Contando as contas do seu mala budista e entoando uma oração, Kunze Dolma, de 71 anos, que viveu a guerra Sino-Índia de 1962 em Chushul quando tinha cerca de nove anos, diz acreditar que a educação é o que pode trazer a paz.

“Só me lembro de como fiquei assustada durante aquela guerra, quando era criança. Achei que o exército chinês iria entrar na nossa escola”, disse ela à Al Jazeera.

Kunze Dolma, 71 anos
Kunze Dolma, 71 anos, acha que a educação pode trazer a paz entre a Índia e a China [Priyanka Shankar/Al Jazeera]

“Agora trabalho como cozinheira na escola da aldeia e espero que as crianças sejam educadas sobre como manter a paz ao longo da fronteira e como as pessoas de ambos os lados da fronteira precisam de se compreender melhor”, disse ela à Al Jazeera.
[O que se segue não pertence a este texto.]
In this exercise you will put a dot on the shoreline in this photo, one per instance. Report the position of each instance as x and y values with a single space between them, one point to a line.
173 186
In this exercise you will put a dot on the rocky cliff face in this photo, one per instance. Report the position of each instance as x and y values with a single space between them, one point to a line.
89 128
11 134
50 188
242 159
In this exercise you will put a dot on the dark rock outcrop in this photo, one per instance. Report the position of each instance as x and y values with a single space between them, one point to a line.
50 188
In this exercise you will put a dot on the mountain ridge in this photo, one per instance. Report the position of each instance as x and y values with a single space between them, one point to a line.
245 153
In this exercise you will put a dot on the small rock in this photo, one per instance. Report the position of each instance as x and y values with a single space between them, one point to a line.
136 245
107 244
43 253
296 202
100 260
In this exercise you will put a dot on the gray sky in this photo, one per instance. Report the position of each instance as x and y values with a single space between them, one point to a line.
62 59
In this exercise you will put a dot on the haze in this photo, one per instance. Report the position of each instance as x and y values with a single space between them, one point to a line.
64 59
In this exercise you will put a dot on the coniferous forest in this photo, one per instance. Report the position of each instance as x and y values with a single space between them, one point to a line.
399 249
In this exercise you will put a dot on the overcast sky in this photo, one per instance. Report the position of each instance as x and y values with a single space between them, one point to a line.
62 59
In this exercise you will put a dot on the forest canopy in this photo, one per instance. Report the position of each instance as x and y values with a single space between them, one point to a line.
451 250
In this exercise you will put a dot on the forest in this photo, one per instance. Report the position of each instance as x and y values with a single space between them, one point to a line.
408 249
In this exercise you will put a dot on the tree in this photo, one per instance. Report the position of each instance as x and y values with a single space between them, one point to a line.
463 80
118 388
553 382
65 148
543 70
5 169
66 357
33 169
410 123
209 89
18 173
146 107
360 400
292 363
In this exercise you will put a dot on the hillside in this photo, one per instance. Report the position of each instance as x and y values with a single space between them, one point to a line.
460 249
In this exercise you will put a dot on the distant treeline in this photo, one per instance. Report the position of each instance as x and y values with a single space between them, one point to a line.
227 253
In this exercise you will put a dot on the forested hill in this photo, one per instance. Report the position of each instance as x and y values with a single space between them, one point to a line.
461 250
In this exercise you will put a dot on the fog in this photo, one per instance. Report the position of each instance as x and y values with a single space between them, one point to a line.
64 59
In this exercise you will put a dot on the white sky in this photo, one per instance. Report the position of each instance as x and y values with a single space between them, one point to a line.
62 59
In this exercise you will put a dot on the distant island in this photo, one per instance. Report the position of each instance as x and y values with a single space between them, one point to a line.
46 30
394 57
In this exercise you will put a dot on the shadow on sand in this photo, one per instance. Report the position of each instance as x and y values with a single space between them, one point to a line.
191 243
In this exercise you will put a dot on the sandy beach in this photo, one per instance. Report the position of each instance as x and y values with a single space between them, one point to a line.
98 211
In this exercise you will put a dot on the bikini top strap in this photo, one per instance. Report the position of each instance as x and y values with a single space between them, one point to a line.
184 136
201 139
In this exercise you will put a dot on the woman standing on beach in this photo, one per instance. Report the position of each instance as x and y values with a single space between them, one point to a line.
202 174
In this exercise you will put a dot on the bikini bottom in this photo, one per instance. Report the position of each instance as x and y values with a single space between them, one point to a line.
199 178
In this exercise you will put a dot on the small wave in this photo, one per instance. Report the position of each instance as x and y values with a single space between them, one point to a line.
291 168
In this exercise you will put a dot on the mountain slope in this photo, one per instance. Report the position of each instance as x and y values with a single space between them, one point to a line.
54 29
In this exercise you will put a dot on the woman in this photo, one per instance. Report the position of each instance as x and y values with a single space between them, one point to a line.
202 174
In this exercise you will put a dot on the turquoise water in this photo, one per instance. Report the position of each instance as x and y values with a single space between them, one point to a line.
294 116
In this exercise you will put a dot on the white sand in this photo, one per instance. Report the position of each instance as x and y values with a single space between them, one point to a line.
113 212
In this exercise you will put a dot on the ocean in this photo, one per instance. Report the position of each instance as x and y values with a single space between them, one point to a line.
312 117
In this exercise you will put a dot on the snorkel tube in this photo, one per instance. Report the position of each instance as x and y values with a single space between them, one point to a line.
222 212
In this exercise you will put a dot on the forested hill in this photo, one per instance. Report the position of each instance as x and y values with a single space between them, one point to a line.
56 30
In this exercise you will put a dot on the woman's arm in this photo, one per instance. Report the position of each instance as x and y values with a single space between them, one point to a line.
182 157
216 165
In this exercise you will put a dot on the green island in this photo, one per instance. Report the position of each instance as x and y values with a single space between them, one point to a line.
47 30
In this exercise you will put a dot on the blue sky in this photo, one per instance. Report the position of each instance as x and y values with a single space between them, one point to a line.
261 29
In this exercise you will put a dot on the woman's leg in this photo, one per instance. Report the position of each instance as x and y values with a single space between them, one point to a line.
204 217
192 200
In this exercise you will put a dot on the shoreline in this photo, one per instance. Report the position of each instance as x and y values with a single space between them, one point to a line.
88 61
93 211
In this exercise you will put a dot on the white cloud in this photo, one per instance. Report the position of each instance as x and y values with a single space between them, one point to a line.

Tsringandhu, 26 anos, leciona na escola secundária pública em Chushul. “Eu dou aulas para crianças de três a 10 anos nesta escola. Eu lhes ensino a língua Ladakhi Bhoti, que é uma ramificação da língua tibetana. Eu ensino aos alunos sobre a fronteira na nossa aldeia, contando-lhes a história desta língua e explicando-lhes que o Tibete é agora parte da China e está do outro lado da fronteira”, disse ele à Al Jazeera.

“Quando educamos as crianças, apenas lhes dizemos que a terra do outro lado da fronteira é a China e não um país inimigo. Vejo a educação como uma forma de trazer a paz. Se um professor educa as crianças sobre lugares e culturas da maneira correta, as hostilidades não existirão e a paz prevalecerá”, afirma.